The crystal structure of the decapeptide Boc-Aib-Glu(OBzl)-Leu-Aib-Ala-Leu-Aib-Ala-Lys(Z)-Aib-OMe (where Aib is α-aminoisobutyryl, Boc is t-butoxycarbonyl, OBzl is benzyl ester, and Z is benzyloxycarbonyl) illustrates a parallel zipper arrangement of interacting helical peptide columns. Head-to-tail NH ⋯ OC hydrogen bonding extends the α-helices formed by the decapeptide into long columns in the crystal. An additional NH ⋯ OC hydrogen bond in the head-to-tail region, between the extended side chains of Glu(OBzl), residue 2 in one molecule, and Lys(Z), residue 9 in another molecule, forms a "double tooth" on the side of the column.
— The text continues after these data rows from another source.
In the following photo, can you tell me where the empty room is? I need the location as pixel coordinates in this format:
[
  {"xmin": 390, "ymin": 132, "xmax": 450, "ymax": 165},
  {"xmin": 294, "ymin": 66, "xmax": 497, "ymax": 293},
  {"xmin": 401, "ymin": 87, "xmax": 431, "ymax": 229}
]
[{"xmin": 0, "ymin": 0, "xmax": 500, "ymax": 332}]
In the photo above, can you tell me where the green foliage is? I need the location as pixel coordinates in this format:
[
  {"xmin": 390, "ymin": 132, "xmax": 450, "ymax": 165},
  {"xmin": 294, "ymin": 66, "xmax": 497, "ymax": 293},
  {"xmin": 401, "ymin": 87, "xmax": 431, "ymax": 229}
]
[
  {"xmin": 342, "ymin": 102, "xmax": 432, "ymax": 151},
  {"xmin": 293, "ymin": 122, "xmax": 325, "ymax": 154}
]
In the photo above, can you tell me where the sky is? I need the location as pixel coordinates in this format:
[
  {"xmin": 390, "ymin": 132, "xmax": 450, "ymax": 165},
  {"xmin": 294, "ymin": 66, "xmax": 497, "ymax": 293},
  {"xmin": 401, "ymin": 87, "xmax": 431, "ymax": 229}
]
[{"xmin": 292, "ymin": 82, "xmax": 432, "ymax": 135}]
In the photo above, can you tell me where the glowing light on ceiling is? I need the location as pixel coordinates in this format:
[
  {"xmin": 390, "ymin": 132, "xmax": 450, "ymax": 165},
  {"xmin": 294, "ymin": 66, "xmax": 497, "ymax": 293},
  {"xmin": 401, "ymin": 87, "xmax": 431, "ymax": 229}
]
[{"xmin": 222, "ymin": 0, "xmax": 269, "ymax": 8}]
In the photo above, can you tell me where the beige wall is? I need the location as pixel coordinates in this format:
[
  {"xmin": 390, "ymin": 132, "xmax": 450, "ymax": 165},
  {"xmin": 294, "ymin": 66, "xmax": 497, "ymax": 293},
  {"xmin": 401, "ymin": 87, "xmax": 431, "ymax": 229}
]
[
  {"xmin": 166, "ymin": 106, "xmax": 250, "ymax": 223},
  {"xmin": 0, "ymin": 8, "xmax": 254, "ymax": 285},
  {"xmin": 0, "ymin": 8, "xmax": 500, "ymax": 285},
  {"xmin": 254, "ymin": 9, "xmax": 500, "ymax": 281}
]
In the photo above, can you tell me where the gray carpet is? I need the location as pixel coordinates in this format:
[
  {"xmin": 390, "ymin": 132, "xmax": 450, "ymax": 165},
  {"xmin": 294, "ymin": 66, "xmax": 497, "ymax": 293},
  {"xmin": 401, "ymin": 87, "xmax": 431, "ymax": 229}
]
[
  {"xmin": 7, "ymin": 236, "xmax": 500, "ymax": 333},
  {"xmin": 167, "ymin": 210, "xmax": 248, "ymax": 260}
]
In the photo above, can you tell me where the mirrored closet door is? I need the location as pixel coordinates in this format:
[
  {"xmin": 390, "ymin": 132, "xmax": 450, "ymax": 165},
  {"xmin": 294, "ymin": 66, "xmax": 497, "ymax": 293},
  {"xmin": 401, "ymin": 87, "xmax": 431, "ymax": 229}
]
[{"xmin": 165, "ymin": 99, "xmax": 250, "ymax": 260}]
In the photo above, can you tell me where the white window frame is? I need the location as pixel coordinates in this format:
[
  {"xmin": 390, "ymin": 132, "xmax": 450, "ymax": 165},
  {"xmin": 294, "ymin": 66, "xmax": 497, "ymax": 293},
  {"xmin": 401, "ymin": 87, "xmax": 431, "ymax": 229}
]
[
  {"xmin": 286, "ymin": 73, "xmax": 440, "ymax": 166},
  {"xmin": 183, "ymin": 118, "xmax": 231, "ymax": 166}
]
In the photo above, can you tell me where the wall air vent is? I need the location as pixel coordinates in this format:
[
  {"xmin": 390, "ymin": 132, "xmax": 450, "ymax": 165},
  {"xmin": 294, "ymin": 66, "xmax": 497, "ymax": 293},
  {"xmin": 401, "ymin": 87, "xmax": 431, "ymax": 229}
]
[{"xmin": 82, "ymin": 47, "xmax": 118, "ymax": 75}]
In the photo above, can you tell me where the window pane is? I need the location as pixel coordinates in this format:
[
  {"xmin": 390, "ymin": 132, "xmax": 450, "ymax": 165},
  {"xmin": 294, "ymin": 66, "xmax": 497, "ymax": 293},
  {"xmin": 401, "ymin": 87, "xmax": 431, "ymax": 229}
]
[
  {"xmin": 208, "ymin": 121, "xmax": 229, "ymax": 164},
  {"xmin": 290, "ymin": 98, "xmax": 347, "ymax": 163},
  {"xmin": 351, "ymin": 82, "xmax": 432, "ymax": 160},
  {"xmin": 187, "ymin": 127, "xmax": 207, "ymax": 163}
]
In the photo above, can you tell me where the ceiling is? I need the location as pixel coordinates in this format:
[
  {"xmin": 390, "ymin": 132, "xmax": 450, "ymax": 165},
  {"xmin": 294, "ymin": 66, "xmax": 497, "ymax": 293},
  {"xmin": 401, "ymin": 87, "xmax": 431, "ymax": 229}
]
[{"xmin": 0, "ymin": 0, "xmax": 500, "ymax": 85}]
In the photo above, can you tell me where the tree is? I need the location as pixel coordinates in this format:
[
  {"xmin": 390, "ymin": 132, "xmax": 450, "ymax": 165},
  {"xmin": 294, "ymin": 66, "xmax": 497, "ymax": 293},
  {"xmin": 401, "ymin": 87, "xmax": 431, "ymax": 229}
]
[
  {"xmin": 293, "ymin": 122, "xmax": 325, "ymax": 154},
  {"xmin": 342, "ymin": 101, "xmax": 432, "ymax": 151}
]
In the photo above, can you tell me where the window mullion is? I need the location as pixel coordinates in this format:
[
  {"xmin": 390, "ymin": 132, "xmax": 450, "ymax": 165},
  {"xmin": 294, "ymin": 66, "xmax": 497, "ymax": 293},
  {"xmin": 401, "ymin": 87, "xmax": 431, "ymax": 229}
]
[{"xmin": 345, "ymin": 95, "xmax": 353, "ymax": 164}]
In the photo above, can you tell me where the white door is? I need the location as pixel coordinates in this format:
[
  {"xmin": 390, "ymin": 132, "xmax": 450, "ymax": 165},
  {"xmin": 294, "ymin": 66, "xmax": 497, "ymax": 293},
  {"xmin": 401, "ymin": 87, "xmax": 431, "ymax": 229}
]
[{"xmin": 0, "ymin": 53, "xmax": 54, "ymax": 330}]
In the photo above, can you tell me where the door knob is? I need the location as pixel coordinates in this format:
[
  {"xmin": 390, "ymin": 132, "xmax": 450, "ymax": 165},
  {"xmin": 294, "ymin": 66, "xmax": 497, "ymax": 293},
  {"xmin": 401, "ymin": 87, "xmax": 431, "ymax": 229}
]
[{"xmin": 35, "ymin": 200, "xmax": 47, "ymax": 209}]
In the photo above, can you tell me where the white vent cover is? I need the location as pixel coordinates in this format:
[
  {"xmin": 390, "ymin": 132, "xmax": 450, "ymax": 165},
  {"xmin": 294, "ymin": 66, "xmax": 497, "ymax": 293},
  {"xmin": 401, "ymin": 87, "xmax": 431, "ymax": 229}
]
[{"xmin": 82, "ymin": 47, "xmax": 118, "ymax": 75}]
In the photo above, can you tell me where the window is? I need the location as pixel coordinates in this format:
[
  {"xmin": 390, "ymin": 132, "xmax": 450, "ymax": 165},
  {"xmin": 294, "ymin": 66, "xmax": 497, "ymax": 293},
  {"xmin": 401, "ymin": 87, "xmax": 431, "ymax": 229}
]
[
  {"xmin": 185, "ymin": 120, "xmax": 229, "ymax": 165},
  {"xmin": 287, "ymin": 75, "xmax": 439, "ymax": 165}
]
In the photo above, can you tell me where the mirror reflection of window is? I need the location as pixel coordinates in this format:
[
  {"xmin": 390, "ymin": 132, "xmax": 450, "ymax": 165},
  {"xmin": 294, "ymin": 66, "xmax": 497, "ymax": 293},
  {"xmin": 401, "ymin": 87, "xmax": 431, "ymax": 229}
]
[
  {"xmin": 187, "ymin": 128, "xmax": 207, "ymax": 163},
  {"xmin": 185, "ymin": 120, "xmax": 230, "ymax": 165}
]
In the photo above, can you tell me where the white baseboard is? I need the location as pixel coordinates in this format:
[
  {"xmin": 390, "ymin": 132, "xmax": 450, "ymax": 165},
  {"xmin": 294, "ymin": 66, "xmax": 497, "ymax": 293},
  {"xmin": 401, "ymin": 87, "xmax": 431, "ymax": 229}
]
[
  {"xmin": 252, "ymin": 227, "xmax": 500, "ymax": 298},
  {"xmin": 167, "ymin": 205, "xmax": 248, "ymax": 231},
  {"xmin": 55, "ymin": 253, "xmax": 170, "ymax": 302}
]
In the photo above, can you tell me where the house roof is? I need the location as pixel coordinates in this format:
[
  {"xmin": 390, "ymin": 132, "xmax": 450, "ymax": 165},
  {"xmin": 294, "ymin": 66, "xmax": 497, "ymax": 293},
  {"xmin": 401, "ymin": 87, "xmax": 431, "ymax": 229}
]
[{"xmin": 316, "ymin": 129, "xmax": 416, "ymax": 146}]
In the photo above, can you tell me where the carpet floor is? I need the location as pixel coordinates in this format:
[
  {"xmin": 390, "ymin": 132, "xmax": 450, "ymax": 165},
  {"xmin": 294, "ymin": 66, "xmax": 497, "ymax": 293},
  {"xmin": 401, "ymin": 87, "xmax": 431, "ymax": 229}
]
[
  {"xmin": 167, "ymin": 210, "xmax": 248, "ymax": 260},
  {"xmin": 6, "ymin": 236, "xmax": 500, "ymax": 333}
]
These double teeth are repeated regularly on the helical columns with spaces of six residues between them (≈10 Å). The double teeth on a pair of parallel columns (all carbonyl groups pointed in the same direction) interdigitate in a zipper motif. All contacts in the zipper portion are of the van der Waals type. The peptide, with formula C66H103)N11O17·H 2O, crystallizes in space group P212121 with a = 10.677(4) Å, b = 16.452(6) Å, and c = 43.779(13) Å; overall agreement R = 10.2% for 3527 observed reflections (|F0| > 30); resolution 0.9 Å.